One of the main questions surrounding humanity’s next giant leap into deep space is whether humans can thrive on missions far from Earth. A new theory says yes, but only in environments modelled deeply after our own planet.
Father-daughter research duo Morgan Irons of Cornell University and Lee G. Irons from the Norfolk Institute dub the idea “pancosmorio,” a word that means “all word limit,” in a paper published in Frontiers in Astronomy and Space Sciences last month. Irons and Irons argue that, to allow humans to survive on lengthy treks into deep space, these missions must recreate Earth-like ecosystems, including Earth-like gravity and oxygen, reliable sources of water, as well as societal systems like steady agricultural output and the recycling of waste.
“For humans to sustain themselves and all of their technology, infrastructure and society in space, they need a self-restoring, Earth-like, natural ecosystem to back them up,” said Morgan Irons in a press release from the institution. “Without these kinds of systems, the mission fails.”
The theory almost goes without saying. Of course a long term space mission needs oxygen for astronauts to breathe and a reliable food supply from agriculture, but the pancosmorio theory takes a holistic approach to the problem of human survivability and backs it up within an evolutionary context. The crux of the pancosmorio theory is that humanity has made it this far under certain conditions, and a failure to model those conditions off world will likely serve to doom a deep space mission.
“There are conditions from which human life has evolved. Such conditions are required to sustain human life at its current level of growth,” the scientists write in their study. “The availability of such conditions to humans defines the limit of their world.”
More specifically, the Irons argue that an effective space settlement will need to recreate the environmental and societal networks that have allowed humankind to evolve and thrive on Earth — everything from generating oxygen to recycling waste has to be considered and included. The theory stipulates that the first ingredient is gravity, as human physiology as we know it and the processes that have allowed humankind to develop were all borne out of the Earth’s own gravitational pull.

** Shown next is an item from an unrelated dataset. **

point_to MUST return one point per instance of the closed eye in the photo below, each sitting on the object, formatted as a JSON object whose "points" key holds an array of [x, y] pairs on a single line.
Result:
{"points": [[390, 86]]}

“Our bodies, our natural ecosystems, all the energy movement and the way we utilise energy is all fundamentally based upon 1G of gravity being present,” Morgan said in the press release. “There is just no other place in space where there is 1G of gravity; that just doesn’t exist anywhere else in our solar system. That’s one of the first problems we must solve.”
Indeed, the issue of potentially not having on-demand access to 1G raises a lot of questions. How would the gravity needs for an extended stay on a space station differ from those of a mission to a planet’s surface? What happens if humans need to survive for extended periods of time on a planet with a fraction of Earth’s gravity? How would something like conceiving and gestating a human embryo work in an environment with gravity that doesn’t match Earth’s?
“Gravity induces a gradient in the fluid pressure within the body of the living thing to which the autonomic functions of the life form are attuned,” Lee G. Irons said in the press release. “An example of gravity imbalance would be the negative affect on the eyesight of humans in Earth orbit, where they don’t experience the weight necessary to induce the pressure gradient.”
Overall, the theory is a convenient way to organise all of the different pieces necessary for a crewed mission to deep space and uses some evolutionary context to back up their importance. What’s exciting is that some of these different pieces are already being studied, just at a smaller scale than these scientists would hope.
Researchers have demonstrated that splitting carbon dioxide with plasma on Mars and crushing Moon dust could be promising avenues for generating breathable oxygen. Likewise, growing crops on a celestial body like the Moon isn’t so farfetched, as biologists have shown that crops can be grown in lunar soil, albeit not well. Meanwhile, gravity on a space station can theoretically be generated with a rotating module, but generating an Earth-like pull on a planet with gravity that’s a fraction of that on our home planet would most likely require rotating an entire settlement.
No doubt — creating Earth-like conditions away from Earth will be a daunting challenge, but the new paper offers a sensible roadmap for moving forward.